With At Night, the Red Sky, the independent Iranian author of cinema and theatre Ali Razi, known for his works dealing with totalitarianism and democratic freedom, has created a sublime cinematic analysis of a political revolt. His experimental short film on the mass protests of 2022/2023 in Iran will have its premiere at the DocLisboa 2023.

Woman, life, freedom
File rouge: an image of a woman. Shot from her back, black trousers, black vest, black backpack on the shoulders, thick black hair tied in a ponytail with a white hairband, her white naked right hand clenched into a fist and raised to the sky, facing the dense mass of protesters in a distance at the other end of the street, two spots of fire on the road in front of her, cars parked on left and right, framed by city buildings, modern constructions of glass and concrete, and some trees under the grey sky. This image is one among many images documenting the events that took place in 2022 in Iran after the 22-year-old Mahsa Amini was detained by morality police on charges of not wearing a hijab as required by the Islamic Republic’s regulations and, a few days later, died due to the injuries. The fury over the killing took people to the streets and soon evolved into «an uprising movement against the mandatory hijab, against gender apartheid and ultimately against rules to which people no longer want to submit.» These were the biggest protests seen in Iran since 2009, explains the director in the introduction. The screams demanding «Woman, Life, Freedom» were heard all around the country.

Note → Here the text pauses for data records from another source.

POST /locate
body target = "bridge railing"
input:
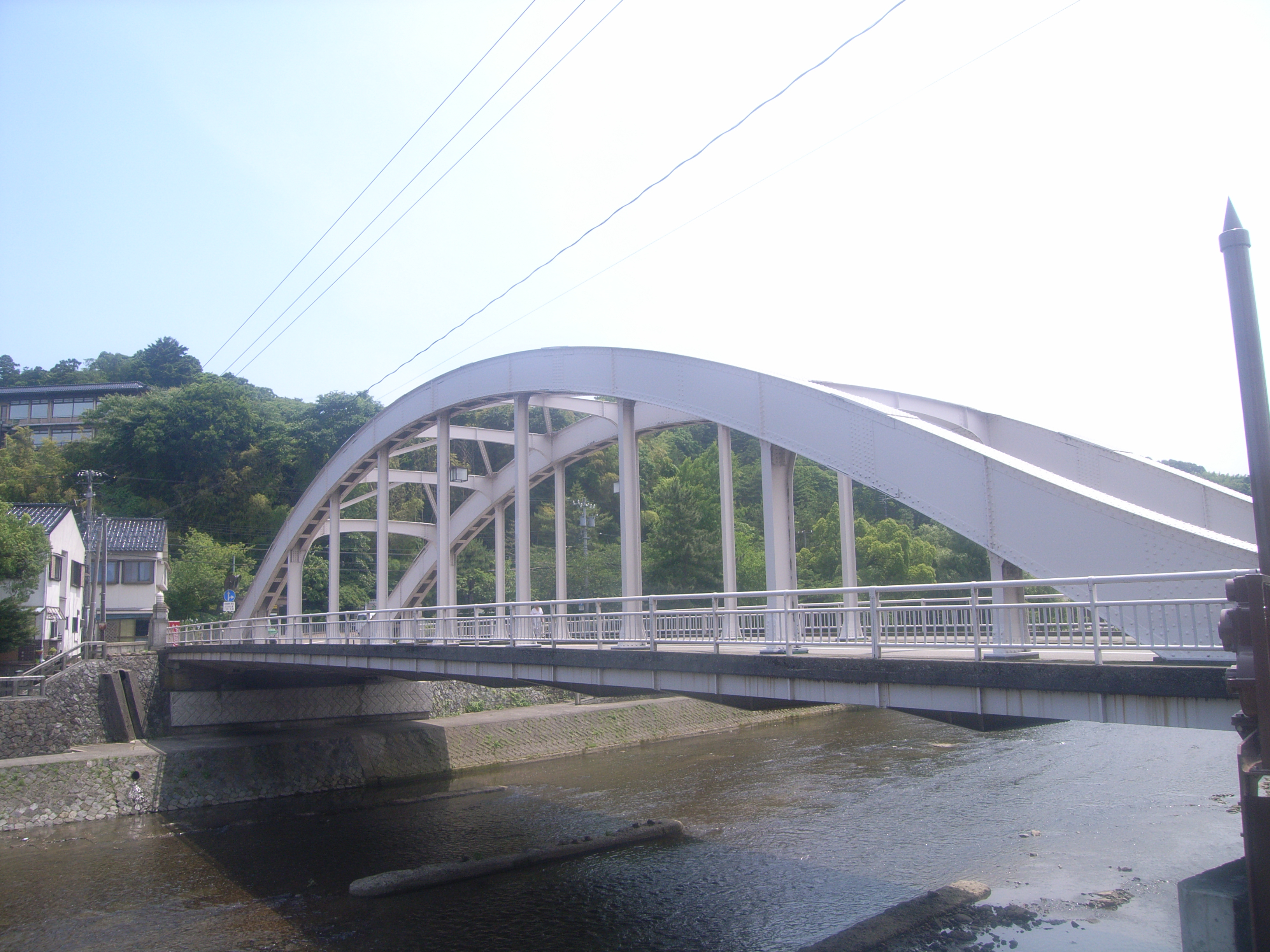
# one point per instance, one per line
(1175, 614)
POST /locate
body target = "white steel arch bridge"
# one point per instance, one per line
(1052, 504)
(1140, 551)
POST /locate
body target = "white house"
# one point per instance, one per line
(136, 572)
(60, 596)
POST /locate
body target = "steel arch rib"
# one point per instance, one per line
(1127, 476)
(1045, 523)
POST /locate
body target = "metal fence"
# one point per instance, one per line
(1172, 612)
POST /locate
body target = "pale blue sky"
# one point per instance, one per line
(1034, 235)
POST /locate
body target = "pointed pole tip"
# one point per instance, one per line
(1232, 220)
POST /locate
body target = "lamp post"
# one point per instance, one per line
(1246, 630)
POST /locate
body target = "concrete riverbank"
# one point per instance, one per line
(102, 781)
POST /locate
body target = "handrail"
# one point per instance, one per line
(1174, 622)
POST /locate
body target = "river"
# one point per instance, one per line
(795, 831)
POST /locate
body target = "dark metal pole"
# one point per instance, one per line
(1254, 697)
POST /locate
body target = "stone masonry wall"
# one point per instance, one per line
(456, 697)
(81, 788)
(177, 774)
(70, 715)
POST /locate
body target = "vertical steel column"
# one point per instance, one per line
(1254, 762)
(847, 536)
(501, 556)
(728, 525)
(562, 606)
(445, 560)
(381, 530)
(295, 591)
(521, 437)
(778, 466)
(629, 511)
(333, 558)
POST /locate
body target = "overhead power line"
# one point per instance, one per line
(501, 36)
(402, 191)
(738, 195)
(640, 193)
(410, 207)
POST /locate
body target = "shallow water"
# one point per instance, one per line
(795, 831)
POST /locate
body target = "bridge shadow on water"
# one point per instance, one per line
(795, 831)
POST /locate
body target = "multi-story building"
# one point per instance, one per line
(136, 572)
(60, 597)
(55, 413)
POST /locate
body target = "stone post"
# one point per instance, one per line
(158, 624)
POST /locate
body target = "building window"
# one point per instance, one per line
(138, 573)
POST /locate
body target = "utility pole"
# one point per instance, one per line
(97, 565)
(587, 521)
(1246, 629)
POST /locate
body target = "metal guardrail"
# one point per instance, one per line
(83, 652)
(881, 617)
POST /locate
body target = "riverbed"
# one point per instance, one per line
(794, 831)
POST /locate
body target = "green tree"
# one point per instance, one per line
(23, 560)
(198, 570)
(31, 474)
(165, 364)
(1236, 481)
(211, 453)
(321, 428)
(681, 553)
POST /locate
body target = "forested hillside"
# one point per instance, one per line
(224, 461)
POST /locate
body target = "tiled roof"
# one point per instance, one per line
(73, 389)
(131, 535)
(45, 516)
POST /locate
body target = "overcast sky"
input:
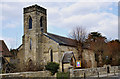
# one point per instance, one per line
(62, 17)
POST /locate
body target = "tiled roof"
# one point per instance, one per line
(67, 57)
(4, 51)
(61, 40)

These were the biggest protests seen in Iran since 2009
Anatomy of a revolt
The images of the recent protests in Iran bring to mind another image: the one of a man blocking a line of tanks in Beijing’s Tiananmen Square. The photographer Jeff Widener took the photo on June 5, 1989, one day after Chinese troops began violently cracking down on pro-democracy demonstrators who had been in the square for over a month. This photo, dubbed «Tank Man Photo» by international media, became an iconic image of how one man defied brutal state power and is considered a symbol of resistance today. In his film At Night, the Red Sky, Ali Razi invites us to follow a more elaborate investigation into the phenomenon of revolt. Overwhelmed by the «images of men and women who brought the mountains of their dreams to the streets,» Razi suggests two lines of reflection along the film’s two protagonists, a woman and a man, and their travels through time. The man remembers his recent visit to the elementary school he attended during the Iran-Iraq war (1980-1988) with a desire to «forget the past and remember the future.» The woman remembers her theatre role of Antigone and her endeavors to understand the anatomy and physical movement of a woman who says «No.»

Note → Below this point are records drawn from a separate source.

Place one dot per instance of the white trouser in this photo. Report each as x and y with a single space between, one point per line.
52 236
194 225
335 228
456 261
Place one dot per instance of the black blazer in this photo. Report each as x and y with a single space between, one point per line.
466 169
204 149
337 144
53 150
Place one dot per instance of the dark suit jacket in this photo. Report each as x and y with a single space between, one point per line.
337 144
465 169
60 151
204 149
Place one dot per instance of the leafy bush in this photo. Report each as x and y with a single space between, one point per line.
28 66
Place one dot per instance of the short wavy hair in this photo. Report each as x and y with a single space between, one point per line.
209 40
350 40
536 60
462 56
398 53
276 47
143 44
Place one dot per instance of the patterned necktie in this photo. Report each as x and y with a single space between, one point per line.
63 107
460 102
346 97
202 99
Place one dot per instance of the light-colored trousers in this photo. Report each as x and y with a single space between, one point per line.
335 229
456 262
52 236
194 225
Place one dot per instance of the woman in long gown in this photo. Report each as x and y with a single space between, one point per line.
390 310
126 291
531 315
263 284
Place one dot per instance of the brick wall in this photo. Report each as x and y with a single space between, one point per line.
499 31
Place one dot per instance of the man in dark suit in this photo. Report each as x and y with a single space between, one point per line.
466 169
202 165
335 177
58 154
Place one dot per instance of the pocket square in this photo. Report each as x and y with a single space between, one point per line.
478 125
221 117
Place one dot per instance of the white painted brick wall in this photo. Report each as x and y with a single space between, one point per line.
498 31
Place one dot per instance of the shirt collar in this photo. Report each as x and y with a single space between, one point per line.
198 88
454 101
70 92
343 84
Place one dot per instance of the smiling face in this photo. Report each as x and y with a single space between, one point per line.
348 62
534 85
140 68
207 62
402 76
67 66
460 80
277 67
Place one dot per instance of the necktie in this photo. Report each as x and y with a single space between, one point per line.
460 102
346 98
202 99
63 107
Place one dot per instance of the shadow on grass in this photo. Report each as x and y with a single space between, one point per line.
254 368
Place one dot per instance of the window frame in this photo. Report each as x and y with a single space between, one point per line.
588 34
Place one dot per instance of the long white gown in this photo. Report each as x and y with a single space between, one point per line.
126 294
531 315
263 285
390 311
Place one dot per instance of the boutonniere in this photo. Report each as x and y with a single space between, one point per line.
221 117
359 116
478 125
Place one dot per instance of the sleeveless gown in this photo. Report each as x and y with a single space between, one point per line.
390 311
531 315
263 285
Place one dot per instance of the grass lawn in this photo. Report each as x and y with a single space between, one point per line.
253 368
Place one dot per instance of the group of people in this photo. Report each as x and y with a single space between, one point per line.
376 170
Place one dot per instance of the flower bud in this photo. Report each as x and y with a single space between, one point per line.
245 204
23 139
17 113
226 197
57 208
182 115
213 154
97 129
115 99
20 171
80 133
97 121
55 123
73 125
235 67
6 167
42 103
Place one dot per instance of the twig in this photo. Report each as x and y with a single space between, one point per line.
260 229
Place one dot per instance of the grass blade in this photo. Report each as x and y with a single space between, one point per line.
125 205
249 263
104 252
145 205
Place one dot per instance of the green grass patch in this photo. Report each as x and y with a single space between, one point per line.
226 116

The first reflection, the diachronous one, explores the reasons and consequences. It concerns protesters’ dreams and memories and asks how they get there. The protagonist condemns the futility of the war because «The war is over, but the coffins of veterans are still arriving.» And shows how the students protesting today learned as schoolchildren to chest beat in their prayers for Imam Hossein and to condemn the USA. The second reflection, the synchronous one, ponders on the finality of the decision taken by Antigone, the decision that changed everything. Continuity and change.

History is politics
Although structurally different, both lines of reflection simultaneously rely on what is communicated through the first-person narration and on the purely visual cinematic means. Thus, in the episode on the schoolboys of today and tomorrow’s revolutionaries, the children’s praying gestures are juxtaposed with the gestures of protesters. In the episode on Antigone, the image of a woman that can be Mahsa Amini is juxtaposed with the recordings of the movement of the protagonist in the Antigone theatre play. The director’s approach is intuitive and analytical at the same time, formally emphasising that the reasons for revolt might be multiple and the outcomes unknown.
The elliptical narration and stress on the travels in time resemble Chris Marker’s La Jette. «History is always contemporary History, that is, politics» by Antonio Gramschi is the film’s motto. A hybrid of animation, still and moving archival images by unknown photographers and videographers, documentary film and theatre recordings, and techniques of experimental cinematography such as multiple exposures, accompanied by found sounds and piano score composed by Payman Yazdanian At Night, the Red Sky is a unique and engaging experimental documentary short.